Além disso, a Convenção 169 da OIT (Organização Internacional do Trabalho) é expressa ao estabelecer que “a consciência de sua identidade indígena ou tribal deverá ser considerada como critério fundamental para determinar os grupos aos que se aplicam as disposições da presente Convenção”, ou seja, para determinar quem são os povos indígenas.

Critérios ambíguos

Para o MPF, os critérios definidos pela Funai são “ambíguos e permitem interpretações descabidas acerca da identidade indígena, como se esta fosse mera cristalização de diferenças biológicas ou culturais entre grupos humanos”.
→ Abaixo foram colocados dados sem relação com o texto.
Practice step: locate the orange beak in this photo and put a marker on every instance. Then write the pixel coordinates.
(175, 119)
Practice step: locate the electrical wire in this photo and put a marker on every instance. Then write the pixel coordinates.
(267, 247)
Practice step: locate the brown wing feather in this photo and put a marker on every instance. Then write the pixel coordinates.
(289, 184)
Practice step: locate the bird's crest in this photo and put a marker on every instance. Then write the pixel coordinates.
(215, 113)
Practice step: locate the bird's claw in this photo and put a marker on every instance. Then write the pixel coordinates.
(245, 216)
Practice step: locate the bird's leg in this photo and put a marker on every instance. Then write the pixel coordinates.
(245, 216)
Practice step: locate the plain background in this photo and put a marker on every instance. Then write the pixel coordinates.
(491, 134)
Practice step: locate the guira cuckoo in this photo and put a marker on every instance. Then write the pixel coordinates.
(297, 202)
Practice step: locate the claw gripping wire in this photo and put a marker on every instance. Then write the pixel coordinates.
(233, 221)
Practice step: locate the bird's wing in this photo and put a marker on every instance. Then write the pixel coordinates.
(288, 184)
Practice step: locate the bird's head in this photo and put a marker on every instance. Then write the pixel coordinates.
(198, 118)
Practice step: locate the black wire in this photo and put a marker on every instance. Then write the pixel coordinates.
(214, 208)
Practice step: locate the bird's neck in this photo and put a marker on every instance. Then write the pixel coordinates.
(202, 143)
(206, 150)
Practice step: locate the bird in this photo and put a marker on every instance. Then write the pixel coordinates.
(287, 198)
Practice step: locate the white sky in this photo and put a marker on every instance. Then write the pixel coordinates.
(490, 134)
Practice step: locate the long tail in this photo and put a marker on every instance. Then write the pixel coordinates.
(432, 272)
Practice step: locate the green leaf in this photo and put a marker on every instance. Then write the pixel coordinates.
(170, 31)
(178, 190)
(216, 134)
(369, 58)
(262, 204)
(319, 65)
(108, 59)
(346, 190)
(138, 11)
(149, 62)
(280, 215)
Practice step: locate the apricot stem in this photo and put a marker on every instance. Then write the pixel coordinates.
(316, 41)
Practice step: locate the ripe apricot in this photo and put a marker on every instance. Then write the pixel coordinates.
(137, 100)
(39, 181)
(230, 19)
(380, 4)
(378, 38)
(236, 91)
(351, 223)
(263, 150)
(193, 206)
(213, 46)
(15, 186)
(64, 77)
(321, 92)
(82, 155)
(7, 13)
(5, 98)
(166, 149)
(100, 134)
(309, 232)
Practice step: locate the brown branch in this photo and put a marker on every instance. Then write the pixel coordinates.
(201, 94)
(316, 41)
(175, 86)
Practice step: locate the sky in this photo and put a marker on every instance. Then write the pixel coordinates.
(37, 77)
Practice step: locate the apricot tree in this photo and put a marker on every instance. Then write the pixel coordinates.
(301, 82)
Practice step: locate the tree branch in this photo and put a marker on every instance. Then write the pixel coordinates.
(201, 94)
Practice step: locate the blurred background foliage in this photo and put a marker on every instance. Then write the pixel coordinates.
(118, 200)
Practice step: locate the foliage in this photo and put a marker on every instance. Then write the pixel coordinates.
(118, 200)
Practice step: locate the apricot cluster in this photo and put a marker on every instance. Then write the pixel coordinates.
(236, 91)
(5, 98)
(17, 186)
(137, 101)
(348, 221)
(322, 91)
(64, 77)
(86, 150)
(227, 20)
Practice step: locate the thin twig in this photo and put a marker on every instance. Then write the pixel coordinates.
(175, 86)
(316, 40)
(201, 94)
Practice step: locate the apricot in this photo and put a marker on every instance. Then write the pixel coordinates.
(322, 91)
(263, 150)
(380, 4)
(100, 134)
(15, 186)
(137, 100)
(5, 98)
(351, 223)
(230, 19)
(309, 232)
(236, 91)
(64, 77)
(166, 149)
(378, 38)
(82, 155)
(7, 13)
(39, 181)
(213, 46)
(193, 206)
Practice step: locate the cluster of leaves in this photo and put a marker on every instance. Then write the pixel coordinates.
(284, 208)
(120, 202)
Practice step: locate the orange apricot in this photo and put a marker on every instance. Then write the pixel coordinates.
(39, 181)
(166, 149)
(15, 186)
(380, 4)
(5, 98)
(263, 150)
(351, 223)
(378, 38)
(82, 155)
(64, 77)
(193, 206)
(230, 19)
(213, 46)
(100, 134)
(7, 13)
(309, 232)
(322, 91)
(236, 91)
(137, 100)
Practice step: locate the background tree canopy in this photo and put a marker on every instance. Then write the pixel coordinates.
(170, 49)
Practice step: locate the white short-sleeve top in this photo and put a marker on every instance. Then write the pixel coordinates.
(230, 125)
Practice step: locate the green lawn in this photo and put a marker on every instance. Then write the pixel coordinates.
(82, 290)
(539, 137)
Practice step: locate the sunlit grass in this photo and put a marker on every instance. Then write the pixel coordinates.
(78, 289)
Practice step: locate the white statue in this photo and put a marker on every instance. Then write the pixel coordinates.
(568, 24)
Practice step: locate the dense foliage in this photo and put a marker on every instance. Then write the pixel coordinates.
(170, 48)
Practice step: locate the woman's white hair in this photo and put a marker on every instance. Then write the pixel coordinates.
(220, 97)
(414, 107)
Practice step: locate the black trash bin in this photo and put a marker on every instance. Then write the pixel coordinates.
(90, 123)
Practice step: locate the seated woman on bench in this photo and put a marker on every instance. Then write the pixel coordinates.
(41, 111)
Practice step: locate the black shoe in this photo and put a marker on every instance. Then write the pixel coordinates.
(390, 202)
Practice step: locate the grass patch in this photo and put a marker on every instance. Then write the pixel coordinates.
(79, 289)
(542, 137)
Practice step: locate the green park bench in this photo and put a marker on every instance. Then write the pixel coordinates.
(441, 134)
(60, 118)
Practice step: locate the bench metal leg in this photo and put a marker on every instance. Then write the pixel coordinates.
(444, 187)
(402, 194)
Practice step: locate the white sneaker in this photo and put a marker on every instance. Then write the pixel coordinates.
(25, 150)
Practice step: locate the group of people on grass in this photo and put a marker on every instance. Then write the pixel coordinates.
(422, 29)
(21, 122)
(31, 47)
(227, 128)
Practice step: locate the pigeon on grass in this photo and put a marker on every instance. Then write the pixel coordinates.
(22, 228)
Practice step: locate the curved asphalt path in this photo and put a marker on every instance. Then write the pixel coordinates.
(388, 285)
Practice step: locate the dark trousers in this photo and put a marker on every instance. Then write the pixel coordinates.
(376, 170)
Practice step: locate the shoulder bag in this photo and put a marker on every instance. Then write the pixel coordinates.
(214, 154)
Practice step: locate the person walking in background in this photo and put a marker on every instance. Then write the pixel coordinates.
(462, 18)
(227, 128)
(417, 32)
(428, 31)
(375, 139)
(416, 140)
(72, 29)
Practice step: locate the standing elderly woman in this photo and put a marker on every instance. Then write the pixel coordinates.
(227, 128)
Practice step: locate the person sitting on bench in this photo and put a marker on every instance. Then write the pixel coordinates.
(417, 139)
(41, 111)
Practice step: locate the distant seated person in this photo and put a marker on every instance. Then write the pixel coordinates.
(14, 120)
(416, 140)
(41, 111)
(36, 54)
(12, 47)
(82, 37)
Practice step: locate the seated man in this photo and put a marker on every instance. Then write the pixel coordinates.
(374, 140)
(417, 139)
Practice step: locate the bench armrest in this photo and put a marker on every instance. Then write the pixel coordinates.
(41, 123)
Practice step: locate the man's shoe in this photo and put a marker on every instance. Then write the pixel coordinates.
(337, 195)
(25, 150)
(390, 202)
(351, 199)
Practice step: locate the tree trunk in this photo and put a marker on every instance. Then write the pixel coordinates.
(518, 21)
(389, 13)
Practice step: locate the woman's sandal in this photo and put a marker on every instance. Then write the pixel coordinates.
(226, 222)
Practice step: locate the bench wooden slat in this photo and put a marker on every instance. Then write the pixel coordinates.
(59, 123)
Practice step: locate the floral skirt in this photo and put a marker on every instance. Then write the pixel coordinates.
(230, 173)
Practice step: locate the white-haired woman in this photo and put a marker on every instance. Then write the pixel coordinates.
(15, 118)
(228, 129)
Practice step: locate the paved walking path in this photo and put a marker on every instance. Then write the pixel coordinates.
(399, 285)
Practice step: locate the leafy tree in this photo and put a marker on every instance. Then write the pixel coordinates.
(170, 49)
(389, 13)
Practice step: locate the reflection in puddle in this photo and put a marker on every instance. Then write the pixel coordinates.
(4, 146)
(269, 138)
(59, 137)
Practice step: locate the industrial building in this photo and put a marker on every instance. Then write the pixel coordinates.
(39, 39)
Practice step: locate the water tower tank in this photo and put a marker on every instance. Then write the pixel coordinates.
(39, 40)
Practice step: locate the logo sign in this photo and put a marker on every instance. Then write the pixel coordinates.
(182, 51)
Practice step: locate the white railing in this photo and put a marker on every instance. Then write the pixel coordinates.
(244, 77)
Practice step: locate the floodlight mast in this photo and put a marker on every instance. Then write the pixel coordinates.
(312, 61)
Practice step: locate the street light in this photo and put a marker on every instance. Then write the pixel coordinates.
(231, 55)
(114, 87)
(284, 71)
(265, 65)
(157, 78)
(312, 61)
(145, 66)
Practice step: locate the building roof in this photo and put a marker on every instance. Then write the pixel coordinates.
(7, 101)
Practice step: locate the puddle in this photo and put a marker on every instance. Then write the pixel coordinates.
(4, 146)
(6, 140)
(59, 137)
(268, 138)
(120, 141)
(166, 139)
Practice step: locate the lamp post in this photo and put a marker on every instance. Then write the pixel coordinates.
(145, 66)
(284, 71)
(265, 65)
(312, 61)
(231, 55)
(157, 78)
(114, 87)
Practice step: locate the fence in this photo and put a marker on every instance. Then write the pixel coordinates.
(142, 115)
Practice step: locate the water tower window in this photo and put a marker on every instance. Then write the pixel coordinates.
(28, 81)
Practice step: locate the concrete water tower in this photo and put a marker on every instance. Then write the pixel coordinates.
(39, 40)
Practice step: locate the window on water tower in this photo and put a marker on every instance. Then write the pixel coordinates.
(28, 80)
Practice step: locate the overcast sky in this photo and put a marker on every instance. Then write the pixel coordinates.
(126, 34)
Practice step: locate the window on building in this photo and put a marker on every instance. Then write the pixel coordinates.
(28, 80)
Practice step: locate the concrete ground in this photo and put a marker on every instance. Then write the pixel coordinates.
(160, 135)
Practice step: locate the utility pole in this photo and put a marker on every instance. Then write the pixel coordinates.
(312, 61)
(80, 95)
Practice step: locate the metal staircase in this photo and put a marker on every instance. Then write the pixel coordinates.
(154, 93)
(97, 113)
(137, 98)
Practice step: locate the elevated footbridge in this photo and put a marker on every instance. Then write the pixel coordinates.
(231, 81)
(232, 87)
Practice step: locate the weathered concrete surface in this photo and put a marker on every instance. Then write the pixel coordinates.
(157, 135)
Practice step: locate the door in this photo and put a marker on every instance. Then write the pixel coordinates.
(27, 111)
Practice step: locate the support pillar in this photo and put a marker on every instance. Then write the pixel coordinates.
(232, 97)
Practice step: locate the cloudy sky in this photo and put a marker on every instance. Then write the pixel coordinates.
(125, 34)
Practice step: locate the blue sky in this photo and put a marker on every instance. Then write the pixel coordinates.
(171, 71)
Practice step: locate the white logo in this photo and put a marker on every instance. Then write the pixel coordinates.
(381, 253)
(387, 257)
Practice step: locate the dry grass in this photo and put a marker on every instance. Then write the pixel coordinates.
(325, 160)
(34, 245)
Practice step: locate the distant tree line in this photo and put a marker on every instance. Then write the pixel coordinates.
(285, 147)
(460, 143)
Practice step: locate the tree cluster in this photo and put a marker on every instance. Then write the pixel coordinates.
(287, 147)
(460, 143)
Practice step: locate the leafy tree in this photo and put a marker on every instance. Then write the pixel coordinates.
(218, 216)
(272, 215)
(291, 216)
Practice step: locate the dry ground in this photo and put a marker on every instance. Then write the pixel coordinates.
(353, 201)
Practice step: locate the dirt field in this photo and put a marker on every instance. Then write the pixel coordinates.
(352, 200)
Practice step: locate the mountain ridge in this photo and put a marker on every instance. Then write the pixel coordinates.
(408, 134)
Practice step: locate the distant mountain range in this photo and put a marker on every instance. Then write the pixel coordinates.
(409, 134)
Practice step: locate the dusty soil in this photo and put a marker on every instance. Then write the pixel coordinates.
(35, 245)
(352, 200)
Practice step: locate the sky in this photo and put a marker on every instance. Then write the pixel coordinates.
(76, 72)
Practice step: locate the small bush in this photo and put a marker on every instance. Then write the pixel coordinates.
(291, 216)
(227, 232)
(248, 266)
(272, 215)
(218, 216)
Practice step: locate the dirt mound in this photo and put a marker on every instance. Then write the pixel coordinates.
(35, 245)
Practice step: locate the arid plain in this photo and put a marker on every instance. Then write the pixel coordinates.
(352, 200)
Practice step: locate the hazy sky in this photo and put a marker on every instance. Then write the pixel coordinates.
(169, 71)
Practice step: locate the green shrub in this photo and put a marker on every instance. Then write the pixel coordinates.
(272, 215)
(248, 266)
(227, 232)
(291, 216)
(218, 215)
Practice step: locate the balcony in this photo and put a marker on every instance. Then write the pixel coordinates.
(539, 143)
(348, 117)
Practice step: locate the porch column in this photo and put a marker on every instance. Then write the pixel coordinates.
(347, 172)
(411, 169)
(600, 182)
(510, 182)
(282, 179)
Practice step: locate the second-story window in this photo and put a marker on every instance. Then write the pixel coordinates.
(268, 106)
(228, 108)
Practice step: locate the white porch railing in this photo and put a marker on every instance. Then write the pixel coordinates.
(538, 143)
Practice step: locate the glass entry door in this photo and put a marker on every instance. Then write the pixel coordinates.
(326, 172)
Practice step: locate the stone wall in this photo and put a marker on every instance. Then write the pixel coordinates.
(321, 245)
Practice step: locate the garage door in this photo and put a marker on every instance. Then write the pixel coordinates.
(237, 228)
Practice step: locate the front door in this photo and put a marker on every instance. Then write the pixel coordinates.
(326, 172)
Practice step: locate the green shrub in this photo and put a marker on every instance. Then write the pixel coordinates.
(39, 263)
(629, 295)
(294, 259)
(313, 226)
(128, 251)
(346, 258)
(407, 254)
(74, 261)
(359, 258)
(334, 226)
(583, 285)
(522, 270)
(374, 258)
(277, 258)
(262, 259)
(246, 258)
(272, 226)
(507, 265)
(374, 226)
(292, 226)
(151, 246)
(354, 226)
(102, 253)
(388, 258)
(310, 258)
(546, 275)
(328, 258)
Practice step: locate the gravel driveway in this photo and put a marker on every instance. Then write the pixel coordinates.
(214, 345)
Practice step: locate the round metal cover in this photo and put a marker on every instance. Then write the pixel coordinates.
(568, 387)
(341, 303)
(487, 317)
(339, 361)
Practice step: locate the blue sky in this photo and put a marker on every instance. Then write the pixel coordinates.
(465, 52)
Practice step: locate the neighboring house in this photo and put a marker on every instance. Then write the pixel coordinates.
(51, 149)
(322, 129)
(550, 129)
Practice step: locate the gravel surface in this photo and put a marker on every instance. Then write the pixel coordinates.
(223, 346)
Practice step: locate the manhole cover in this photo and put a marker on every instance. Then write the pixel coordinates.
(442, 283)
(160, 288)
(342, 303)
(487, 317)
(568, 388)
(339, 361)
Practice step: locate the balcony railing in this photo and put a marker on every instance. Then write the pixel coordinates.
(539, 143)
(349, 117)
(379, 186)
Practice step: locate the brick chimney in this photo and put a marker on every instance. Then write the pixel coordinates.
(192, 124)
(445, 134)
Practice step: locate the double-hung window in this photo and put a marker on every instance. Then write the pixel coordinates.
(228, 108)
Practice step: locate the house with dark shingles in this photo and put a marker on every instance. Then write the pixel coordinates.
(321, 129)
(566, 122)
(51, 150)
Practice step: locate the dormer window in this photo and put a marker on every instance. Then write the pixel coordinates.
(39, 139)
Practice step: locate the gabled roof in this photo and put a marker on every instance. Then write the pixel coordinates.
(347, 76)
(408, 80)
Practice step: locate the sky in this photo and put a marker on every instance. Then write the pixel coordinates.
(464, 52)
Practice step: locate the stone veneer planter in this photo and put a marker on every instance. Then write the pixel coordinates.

Os argumentos usados pela Funai, como a necessidade de proteger a identidade indígena e evitar fraudes na obtenção de benefícios, não podem ser usados para retirar o direito desses povos de afirmarem suas identidades, nem para limitar seu acesso a políticas públicas, como a atenção à saúde diferenciada, por exemplo, acrescenta a 6CCR.

“Não há razão alguma para a criação de nova normativa, considerando que se trata matéria afeta aos valores, práticas e instituições das coletividades indígenas, que devem ser integralmente respeitados e protegidos pelo Estado brasileiro”, conclui.

“Padronização”

A Resolução 4/2021, segundo a Funai, tem como objetivo padronizar e dar segurança jurídica ao processo de heteroidentificação, de modo a proteger a identidade indígena e evitar fraudes na obtenção de benefícios sociais voltados a essa população.

De acordo com a nova resolução, os critérios definidos para heteroidentificação são:

  • vínculo histórico e tradicional de ocupação ou habitação entre a etnia e algum ponto do território soberano brasileiro;
  • consciência íntima declarada sobre ser índio (autodeclaração);
  • origem e ascendência pré-colombiana (o cumprimento do primeiro item automaticamente inclui este terceiro, uma vez que o Brasil se insere na própria territorialidade pré-colombiana);
  • identificação do indivíduo por grupo étnico existente, conforme definição baseada em critérios técnicos/científicos, e cujas características culturais sejam distintas daquelas presentes na sociedade não indígena.

Segundo o presidente da Funai, Marcelo Xavier, ainda que se considere que a identidade e o pertencimento étnico não sejam conceitos estáticos, mas processos dinâmicos de construção individual e social, a ausência de critérios na heteroidentificação poderia gerar uma banalização da identidade indígena.

“A Funai acredita que a política indigenista deve ser fundamentada em três pilares: dignidade, pacificação dos conflitos e segurança jurídica. Dessa forma, temos trabalhado para construir uma nova realidade para os indígenas, pautada no respeito e na proteção dos direitos dessas populações”, defendeu ele à época da publicação da resolução.